Safe winter driving starts before you even get into your car, and that doesn't just mean clearing ice and snow out of sightlines. This involves a bit of mental prep as well.
With snow and ice covering much of the country, it’s time to take another look at some safe driving techniques that will help you negotiate hazardous roads and arrive at your destination safely.
According to AAA, safe winter driving starts before you even get into your car. Start by clearing all snow and ice from the vehicle. Not only do you want to have sightlines that are uncluttered by leftover ice or snow, but you’ll get a ticket in many states if your car sheds snow while cruising down the highway.

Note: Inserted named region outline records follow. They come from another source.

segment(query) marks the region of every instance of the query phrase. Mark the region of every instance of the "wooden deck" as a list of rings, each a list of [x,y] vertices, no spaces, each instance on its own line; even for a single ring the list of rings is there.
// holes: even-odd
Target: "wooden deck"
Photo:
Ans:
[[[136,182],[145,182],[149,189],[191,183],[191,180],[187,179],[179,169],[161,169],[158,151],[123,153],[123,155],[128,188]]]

It also helps if you’re mentally prepared for the trip. Be aware that traffic is going to move more slowly and that your trip time is likely to be longer, sometimes a lot longer. Leaving more time to make the trip is essential. You should also plan your route so that you avoid side roads, which aren’t as likely to be cleared, as much as possible. Be alert for black ice, probably the most dangerous driving condition you’ll face. Don’t use cruise control on slick roads; it can misread a skid and rev up your engine when you want to slow down.
Make sure you have a survival kit in your car in case you do get stranded. Include basic items like a flashlight, flares, and a cell phone. Common sense can also help. Before getting on the road, ask yourself whether your trip is really necessary. And if government officials are advising motorists to stay off the roads, stay off the roads, unless you are faced with an absolute emergency.